Un possibile indizio lo fornisce l’itinerario della coppia, che nelle ore precedenti il misterioso malessere è andata in un giardino pubblico, il Queen Elizabeth Garden, nel centro di Salisbury, a poca distanza dal luogo in cui in marzo è avvenuto l’ avvelenamento di Skripal.

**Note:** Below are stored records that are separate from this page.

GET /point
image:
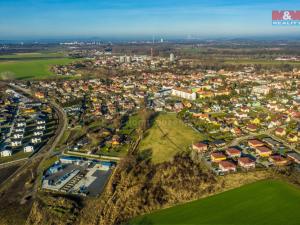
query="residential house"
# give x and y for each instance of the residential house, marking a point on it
(200, 147)
(252, 127)
(217, 157)
(294, 156)
(255, 143)
(233, 152)
(246, 163)
(6, 152)
(280, 132)
(36, 140)
(278, 160)
(227, 166)
(28, 149)
(183, 93)
(263, 151)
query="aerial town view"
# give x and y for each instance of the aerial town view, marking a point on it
(165, 112)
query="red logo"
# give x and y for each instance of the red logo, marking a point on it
(285, 15)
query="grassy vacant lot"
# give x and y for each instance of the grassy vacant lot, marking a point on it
(167, 136)
(29, 66)
(267, 202)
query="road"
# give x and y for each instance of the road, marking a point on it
(45, 151)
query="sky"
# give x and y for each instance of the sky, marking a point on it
(142, 18)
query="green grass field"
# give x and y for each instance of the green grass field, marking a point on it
(30, 66)
(261, 61)
(168, 136)
(262, 203)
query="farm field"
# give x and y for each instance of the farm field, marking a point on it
(261, 61)
(31, 65)
(168, 136)
(269, 202)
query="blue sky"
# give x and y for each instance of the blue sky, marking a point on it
(162, 18)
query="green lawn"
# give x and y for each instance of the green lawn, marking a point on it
(268, 202)
(15, 156)
(168, 136)
(260, 61)
(29, 66)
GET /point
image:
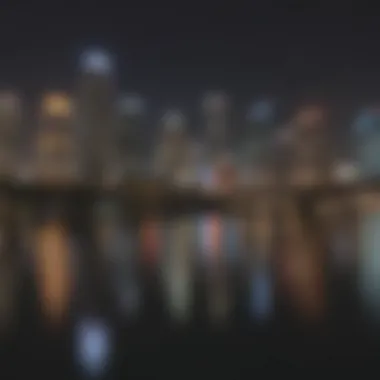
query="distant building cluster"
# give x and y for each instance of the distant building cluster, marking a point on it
(97, 132)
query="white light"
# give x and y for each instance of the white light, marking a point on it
(173, 121)
(96, 61)
(93, 346)
(261, 112)
(131, 105)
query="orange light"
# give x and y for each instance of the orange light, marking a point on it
(150, 240)
(53, 270)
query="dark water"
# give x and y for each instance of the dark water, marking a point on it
(152, 347)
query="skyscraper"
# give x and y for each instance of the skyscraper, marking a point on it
(10, 125)
(56, 146)
(216, 112)
(96, 110)
(132, 139)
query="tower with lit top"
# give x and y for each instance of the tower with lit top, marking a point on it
(131, 136)
(216, 111)
(10, 128)
(56, 150)
(96, 110)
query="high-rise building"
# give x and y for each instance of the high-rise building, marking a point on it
(307, 153)
(10, 128)
(56, 146)
(96, 111)
(216, 113)
(366, 136)
(171, 150)
(132, 138)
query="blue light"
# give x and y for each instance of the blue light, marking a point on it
(93, 346)
(96, 61)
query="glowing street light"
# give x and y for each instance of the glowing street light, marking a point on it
(93, 346)
(96, 61)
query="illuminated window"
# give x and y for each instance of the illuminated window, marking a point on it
(215, 103)
(261, 112)
(57, 105)
(53, 270)
(173, 121)
(93, 346)
(9, 103)
(96, 61)
(261, 295)
(131, 105)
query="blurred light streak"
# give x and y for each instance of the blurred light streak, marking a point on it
(93, 346)
(54, 280)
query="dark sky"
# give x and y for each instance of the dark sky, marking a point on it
(172, 52)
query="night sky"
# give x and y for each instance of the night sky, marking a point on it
(173, 52)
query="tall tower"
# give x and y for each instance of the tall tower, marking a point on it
(10, 120)
(10, 124)
(171, 150)
(96, 110)
(56, 150)
(216, 115)
(131, 138)
(309, 154)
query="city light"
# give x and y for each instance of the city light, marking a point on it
(309, 116)
(131, 105)
(215, 103)
(261, 112)
(57, 105)
(52, 260)
(10, 103)
(93, 346)
(97, 62)
(173, 121)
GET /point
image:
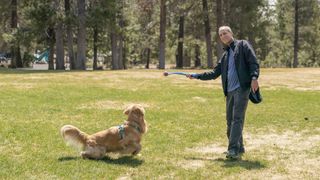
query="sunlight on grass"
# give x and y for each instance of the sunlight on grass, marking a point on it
(186, 118)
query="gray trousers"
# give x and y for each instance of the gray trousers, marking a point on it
(237, 102)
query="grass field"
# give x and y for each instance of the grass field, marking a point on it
(186, 137)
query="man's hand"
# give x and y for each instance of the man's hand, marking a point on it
(254, 85)
(192, 76)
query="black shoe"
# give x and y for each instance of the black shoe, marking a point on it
(232, 155)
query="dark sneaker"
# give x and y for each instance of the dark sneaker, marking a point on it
(232, 155)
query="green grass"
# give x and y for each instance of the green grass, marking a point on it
(182, 114)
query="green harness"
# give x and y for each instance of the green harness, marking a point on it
(122, 132)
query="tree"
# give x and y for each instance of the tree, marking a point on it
(80, 63)
(219, 23)
(15, 48)
(296, 34)
(162, 39)
(69, 21)
(59, 37)
(207, 33)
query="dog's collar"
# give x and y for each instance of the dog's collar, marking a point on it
(135, 126)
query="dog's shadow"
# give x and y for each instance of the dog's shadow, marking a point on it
(125, 160)
(247, 164)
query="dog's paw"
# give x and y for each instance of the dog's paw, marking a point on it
(91, 142)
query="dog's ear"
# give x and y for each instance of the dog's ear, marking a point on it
(127, 110)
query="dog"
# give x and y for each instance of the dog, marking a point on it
(124, 139)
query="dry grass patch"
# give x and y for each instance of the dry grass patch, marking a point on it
(289, 155)
(116, 105)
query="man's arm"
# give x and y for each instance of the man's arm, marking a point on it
(251, 59)
(253, 65)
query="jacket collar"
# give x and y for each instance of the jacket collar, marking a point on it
(232, 45)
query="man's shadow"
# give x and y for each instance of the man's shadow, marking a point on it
(247, 164)
(125, 160)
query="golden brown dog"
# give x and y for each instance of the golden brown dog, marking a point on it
(123, 139)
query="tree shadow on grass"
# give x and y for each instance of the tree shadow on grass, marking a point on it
(125, 160)
(247, 164)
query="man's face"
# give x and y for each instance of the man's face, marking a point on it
(226, 37)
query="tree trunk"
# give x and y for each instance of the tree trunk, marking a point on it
(162, 40)
(179, 60)
(186, 59)
(95, 48)
(114, 42)
(51, 40)
(207, 33)
(81, 40)
(197, 62)
(59, 41)
(296, 34)
(219, 15)
(148, 57)
(15, 48)
(69, 35)
(120, 38)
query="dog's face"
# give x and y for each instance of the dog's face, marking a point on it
(136, 113)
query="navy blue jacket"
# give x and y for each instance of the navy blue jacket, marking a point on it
(245, 61)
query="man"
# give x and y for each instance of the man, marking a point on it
(239, 72)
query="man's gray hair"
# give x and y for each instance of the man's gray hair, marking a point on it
(225, 28)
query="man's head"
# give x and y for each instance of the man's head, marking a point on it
(225, 34)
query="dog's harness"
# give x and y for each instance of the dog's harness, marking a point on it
(135, 127)
(121, 129)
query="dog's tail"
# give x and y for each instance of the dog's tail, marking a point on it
(74, 137)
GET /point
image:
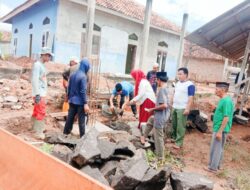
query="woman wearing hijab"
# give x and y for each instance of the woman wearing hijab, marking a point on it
(144, 95)
(77, 96)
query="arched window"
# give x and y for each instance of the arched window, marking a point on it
(133, 37)
(30, 26)
(46, 21)
(96, 27)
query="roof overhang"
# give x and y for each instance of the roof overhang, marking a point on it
(227, 34)
(27, 4)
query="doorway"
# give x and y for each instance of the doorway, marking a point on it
(130, 62)
(30, 46)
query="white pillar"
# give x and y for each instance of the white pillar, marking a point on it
(181, 48)
(224, 69)
(89, 27)
(145, 34)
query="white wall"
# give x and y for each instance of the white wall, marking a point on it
(71, 16)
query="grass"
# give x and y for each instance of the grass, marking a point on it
(47, 148)
(168, 160)
(242, 181)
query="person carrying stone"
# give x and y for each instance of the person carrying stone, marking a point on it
(126, 91)
(39, 92)
(222, 124)
(182, 102)
(77, 96)
(151, 77)
(158, 121)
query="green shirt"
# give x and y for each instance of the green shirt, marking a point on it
(225, 108)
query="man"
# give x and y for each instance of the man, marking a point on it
(73, 63)
(159, 119)
(182, 101)
(77, 97)
(222, 123)
(151, 76)
(126, 91)
(39, 92)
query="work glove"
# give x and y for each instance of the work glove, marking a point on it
(37, 99)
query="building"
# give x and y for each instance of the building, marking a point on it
(5, 43)
(61, 24)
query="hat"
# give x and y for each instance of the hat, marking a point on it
(156, 65)
(74, 58)
(46, 50)
(162, 76)
(118, 87)
(222, 84)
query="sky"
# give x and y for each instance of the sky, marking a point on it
(200, 11)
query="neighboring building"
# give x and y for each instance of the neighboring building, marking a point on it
(204, 66)
(5, 43)
(61, 24)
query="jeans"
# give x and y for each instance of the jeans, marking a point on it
(131, 96)
(73, 110)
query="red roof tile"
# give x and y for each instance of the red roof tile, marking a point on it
(135, 10)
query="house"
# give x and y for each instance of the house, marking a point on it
(61, 25)
(204, 65)
(5, 43)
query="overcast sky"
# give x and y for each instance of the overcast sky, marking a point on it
(200, 11)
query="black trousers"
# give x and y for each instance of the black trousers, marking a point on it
(73, 110)
(133, 107)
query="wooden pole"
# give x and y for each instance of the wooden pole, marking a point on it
(89, 27)
(145, 34)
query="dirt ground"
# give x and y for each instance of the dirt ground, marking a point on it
(194, 155)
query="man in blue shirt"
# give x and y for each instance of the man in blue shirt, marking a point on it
(126, 91)
(77, 97)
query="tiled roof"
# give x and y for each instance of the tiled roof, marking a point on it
(135, 10)
(199, 52)
(5, 36)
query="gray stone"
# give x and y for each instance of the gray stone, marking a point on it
(11, 99)
(115, 136)
(106, 147)
(62, 152)
(95, 173)
(87, 149)
(59, 138)
(120, 126)
(131, 178)
(8, 104)
(109, 168)
(154, 179)
(190, 181)
(16, 107)
(124, 147)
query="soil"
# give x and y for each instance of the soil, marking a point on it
(234, 175)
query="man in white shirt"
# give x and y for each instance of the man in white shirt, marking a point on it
(182, 101)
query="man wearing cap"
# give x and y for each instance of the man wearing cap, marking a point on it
(159, 119)
(126, 91)
(151, 76)
(182, 102)
(77, 95)
(73, 66)
(222, 123)
(39, 92)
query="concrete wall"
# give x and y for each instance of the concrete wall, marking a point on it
(69, 28)
(34, 15)
(205, 70)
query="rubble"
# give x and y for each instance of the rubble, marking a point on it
(190, 181)
(86, 149)
(62, 152)
(95, 173)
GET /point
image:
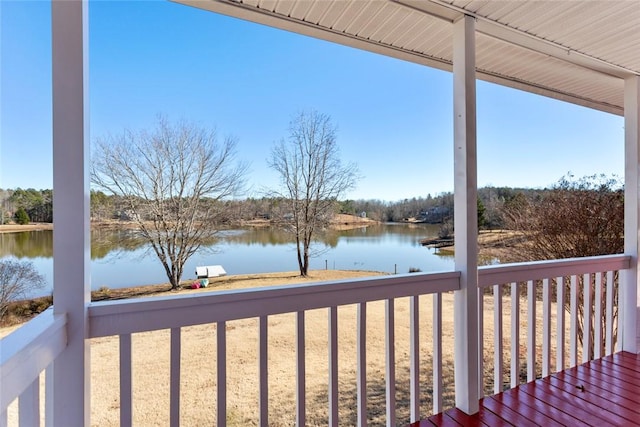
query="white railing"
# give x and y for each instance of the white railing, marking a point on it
(24, 355)
(537, 337)
(174, 313)
(559, 286)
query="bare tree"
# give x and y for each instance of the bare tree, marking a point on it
(576, 218)
(17, 279)
(312, 177)
(173, 181)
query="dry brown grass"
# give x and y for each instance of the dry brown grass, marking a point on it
(151, 351)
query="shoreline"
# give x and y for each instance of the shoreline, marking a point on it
(24, 310)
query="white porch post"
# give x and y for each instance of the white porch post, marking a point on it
(465, 219)
(629, 278)
(71, 235)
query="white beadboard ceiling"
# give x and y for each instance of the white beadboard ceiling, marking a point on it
(576, 51)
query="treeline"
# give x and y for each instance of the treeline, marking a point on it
(496, 205)
(37, 204)
(24, 206)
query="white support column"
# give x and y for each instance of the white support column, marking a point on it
(629, 278)
(71, 235)
(465, 220)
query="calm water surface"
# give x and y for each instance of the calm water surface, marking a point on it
(120, 259)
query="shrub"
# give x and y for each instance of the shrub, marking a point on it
(22, 217)
(17, 278)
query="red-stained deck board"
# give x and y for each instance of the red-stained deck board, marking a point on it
(597, 393)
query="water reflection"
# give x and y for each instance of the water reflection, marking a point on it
(122, 258)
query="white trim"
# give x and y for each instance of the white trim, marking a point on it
(71, 234)
(148, 314)
(465, 220)
(629, 278)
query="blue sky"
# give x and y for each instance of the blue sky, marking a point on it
(394, 118)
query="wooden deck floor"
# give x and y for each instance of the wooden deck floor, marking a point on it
(604, 392)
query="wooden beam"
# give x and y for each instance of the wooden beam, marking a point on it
(465, 219)
(71, 235)
(629, 278)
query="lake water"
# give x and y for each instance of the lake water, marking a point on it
(119, 259)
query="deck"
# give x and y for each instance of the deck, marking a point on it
(598, 393)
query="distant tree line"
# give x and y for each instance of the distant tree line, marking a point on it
(495, 206)
(24, 206)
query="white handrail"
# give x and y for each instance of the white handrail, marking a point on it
(28, 351)
(148, 314)
(522, 272)
(540, 279)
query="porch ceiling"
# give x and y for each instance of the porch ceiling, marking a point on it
(577, 51)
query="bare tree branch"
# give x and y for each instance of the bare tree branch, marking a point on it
(312, 177)
(174, 180)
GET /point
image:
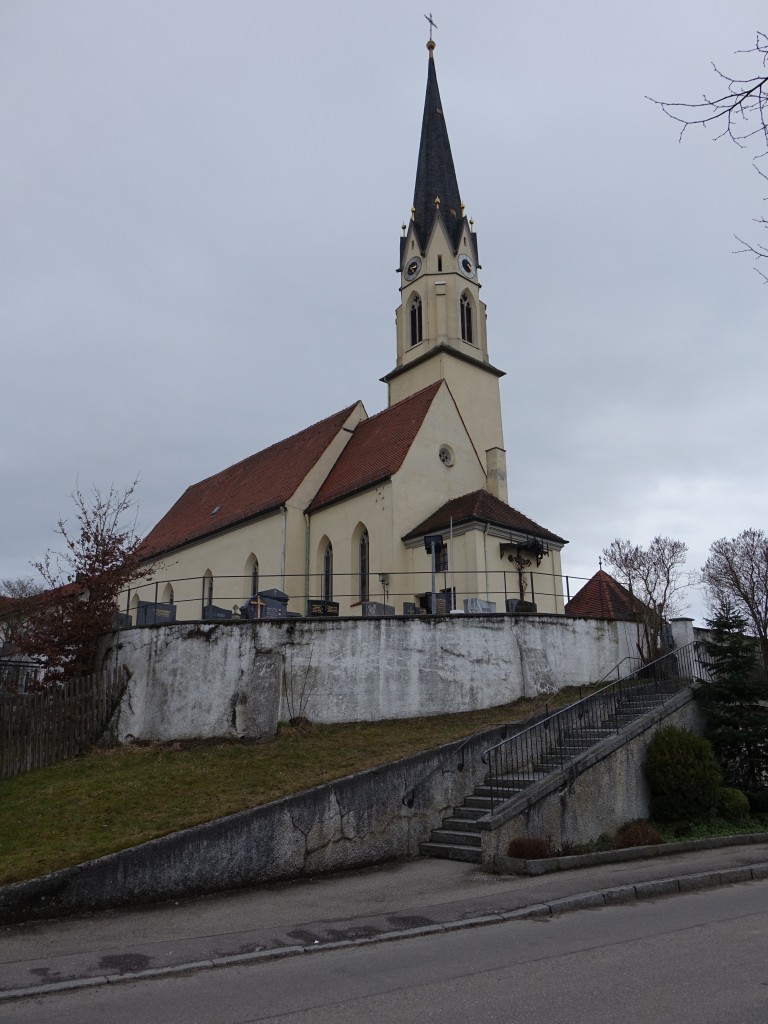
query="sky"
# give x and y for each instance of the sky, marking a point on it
(201, 204)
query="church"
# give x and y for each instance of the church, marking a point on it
(404, 511)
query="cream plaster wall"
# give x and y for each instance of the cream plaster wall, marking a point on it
(225, 556)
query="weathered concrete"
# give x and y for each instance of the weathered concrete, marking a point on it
(201, 680)
(609, 790)
(350, 822)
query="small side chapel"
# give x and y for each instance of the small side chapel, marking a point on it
(339, 512)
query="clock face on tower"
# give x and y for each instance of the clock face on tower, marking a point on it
(466, 265)
(412, 268)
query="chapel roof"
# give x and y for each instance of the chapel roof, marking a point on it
(435, 175)
(377, 449)
(260, 482)
(484, 507)
(603, 597)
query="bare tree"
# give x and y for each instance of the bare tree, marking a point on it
(735, 576)
(655, 578)
(62, 625)
(738, 111)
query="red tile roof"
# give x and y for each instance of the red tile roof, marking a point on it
(483, 506)
(377, 448)
(263, 481)
(603, 597)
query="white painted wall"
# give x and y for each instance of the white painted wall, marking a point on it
(233, 679)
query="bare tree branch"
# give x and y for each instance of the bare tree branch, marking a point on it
(739, 114)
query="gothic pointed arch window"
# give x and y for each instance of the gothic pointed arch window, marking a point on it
(328, 572)
(207, 589)
(363, 566)
(416, 320)
(252, 576)
(465, 304)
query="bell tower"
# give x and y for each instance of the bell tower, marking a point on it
(440, 322)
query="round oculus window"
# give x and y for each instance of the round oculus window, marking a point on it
(413, 267)
(466, 265)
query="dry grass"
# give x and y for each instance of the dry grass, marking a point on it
(112, 799)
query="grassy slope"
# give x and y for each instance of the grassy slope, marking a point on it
(110, 800)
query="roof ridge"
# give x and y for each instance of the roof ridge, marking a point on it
(402, 401)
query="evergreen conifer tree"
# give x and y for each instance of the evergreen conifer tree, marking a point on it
(735, 700)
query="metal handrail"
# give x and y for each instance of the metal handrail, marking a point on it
(410, 795)
(557, 740)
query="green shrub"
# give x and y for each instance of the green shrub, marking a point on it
(529, 848)
(732, 804)
(683, 775)
(636, 834)
(758, 801)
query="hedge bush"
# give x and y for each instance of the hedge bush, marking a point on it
(636, 834)
(732, 804)
(683, 775)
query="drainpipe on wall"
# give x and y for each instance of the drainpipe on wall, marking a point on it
(485, 558)
(284, 510)
(306, 564)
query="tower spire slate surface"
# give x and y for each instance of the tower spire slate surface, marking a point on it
(435, 176)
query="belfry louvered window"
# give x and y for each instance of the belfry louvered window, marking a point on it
(416, 321)
(466, 311)
(328, 573)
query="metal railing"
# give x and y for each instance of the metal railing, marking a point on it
(190, 596)
(553, 743)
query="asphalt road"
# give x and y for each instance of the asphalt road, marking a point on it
(699, 957)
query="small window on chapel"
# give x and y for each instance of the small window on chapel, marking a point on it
(466, 314)
(416, 321)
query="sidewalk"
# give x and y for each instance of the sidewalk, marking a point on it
(311, 914)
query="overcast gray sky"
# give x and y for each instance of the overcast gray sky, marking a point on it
(200, 207)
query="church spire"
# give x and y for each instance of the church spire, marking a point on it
(435, 176)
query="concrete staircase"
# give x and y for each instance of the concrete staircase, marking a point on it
(459, 838)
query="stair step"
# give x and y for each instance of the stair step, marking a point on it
(468, 813)
(478, 802)
(450, 852)
(460, 824)
(450, 838)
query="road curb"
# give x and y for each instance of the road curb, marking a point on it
(612, 896)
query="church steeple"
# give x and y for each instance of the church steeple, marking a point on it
(440, 322)
(435, 175)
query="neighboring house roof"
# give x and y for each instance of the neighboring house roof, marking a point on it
(603, 597)
(481, 505)
(377, 449)
(261, 482)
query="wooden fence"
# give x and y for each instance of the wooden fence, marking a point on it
(56, 722)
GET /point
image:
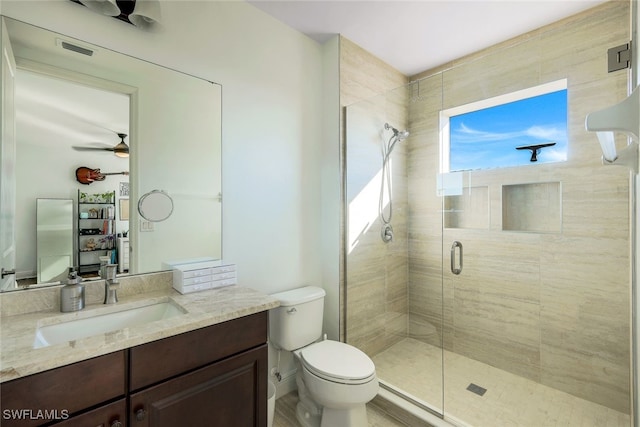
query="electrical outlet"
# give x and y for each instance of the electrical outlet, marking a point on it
(146, 225)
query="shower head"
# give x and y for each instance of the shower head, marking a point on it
(400, 135)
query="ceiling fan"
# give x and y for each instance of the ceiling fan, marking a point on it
(121, 149)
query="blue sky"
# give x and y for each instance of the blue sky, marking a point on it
(487, 138)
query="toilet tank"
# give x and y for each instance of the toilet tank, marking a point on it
(297, 322)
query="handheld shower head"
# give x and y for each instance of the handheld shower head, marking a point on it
(401, 135)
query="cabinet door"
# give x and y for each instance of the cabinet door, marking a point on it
(230, 393)
(111, 415)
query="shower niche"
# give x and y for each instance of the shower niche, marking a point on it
(535, 207)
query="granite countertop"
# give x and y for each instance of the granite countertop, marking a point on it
(18, 358)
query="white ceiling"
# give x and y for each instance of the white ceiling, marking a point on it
(414, 36)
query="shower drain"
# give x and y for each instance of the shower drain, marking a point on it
(477, 389)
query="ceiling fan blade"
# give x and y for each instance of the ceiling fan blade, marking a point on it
(92, 148)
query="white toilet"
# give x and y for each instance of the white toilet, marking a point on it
(335, 380)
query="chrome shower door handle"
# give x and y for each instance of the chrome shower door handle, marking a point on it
(455, 245)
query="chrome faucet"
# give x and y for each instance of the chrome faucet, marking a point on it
(111, 284)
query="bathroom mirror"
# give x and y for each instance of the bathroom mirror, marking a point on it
(155, 206)
(174, 138)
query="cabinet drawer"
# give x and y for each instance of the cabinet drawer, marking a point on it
(63, 390)
(105, 416)
(156, 361)
(229, 393)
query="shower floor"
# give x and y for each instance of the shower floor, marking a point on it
(510, 400)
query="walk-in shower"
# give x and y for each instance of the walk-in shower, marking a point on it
(535, 329)
(386, 190)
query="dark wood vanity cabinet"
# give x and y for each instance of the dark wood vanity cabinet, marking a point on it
(223, 383)
(214, 376)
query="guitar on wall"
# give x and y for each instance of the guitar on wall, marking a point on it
(86, 175)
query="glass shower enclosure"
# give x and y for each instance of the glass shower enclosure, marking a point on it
(504, 296)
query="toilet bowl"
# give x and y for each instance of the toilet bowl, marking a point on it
(335, 380)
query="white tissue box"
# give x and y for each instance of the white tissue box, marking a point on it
(202, 275)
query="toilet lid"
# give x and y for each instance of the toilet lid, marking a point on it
(335, 360)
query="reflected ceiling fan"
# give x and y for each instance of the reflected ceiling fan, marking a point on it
(121, 149)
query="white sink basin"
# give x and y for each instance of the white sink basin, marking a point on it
(99, 324)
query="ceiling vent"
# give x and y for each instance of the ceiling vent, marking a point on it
(74, 47)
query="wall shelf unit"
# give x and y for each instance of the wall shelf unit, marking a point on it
(96, 230)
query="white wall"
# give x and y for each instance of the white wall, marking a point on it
(272, 119)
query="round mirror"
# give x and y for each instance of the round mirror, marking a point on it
(155, 206)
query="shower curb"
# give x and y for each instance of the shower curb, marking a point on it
(399, 409)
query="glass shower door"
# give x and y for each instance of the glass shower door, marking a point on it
(537, 322)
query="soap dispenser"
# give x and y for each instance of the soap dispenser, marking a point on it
(72, 293)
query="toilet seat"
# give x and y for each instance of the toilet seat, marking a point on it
(338, 362)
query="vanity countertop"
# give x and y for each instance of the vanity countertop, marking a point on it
(18, 358)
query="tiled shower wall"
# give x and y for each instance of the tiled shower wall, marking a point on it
(376, 273)
(547, 298)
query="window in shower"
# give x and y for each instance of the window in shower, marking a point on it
(520, 128)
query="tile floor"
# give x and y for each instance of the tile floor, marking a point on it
(510, 400)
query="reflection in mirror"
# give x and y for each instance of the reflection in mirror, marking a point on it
(54, 238)
(155, 206)
(59, 132)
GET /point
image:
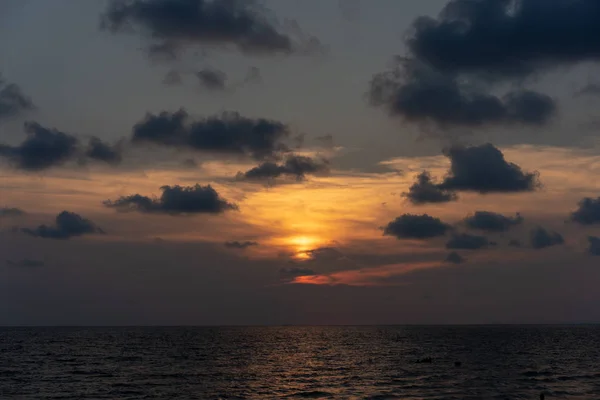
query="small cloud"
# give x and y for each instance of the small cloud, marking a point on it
(294, 166)
(466, 241)
(25, 263)
(12, 100)
(410, 226)
(424, 191)
(67, 225)
(240, 245)
(11, 212)
(594, 248)
(542, 238)
(588, 212)
(175, 200)
(492, 222)
(455, 258)
(483, 169)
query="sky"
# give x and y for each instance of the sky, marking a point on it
(238, 162)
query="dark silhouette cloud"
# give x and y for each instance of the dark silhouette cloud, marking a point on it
(410, 226)
(43, 148)
(228, 133)
(588, 212)
(294, 166)
(212, 79)
(421, 94)
(240, 245)
(11, 212)
(67, 225)
(455, 258)
(502, 39)
(296, 271)
(467, 242)
(424, 191)
(492, 222)
(175, 200)
(592, 89)
(101, 151)
(25, 263)
(515, 243)
(12, 100)
(483, 169)
(173, 26)
(542, 238)
(594, 247)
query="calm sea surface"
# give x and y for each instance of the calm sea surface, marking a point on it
(300, 362)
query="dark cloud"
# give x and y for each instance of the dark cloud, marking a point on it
(421, 94)
(212, 79)
(492, 222)
(542, 238)
(294, 166)
(67, 225)
(175, 200)
(228, 133)
(594, 247)
(588, 212)
(502, 39)
(515, 243)
(410, 226)
(172, 78)
(98, 150)
(296, 271)
(483, 169)
(455, 258)
(12, 100)
(467, 242)
(43, 148)
(11, 212)
(240, 245)
(25, 263)
(172, 26)
(424, 191)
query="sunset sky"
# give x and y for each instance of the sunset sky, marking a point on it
(210, 162)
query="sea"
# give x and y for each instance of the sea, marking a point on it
(309, 362)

L’ipotesi, confermata in serata dalla polizia, è che tracce di gas nervino siano rimaste a Salisbury per tutto questo tempo senza che la vasta opera di decontaminazione le abbia scoperte e ripulite. Forse la coppia ha toccato qualcosa ed è rimasta contaminata. Pur avvertendo che «per il momento» non ci sono rischi per la popolazione, la polizia ha messo cordoni di plastica intorno a tutti i luoghi in cui sono transitati Charlie e Dawn, compresa una farmacia e una chiesa. A Londra si è riunito il Comitato Cobra, l’organismo che si occupa di terrorismo. E campioni della sostanza rinvenuta sono stati inviati a Porton Down, il laboratorio militare anti armi chimiche che si trova anch’esso nei dintorni di Salisbury, dove già erano stati esaminati campioni della sostanza che ha avvelenato Skripal e la figlia.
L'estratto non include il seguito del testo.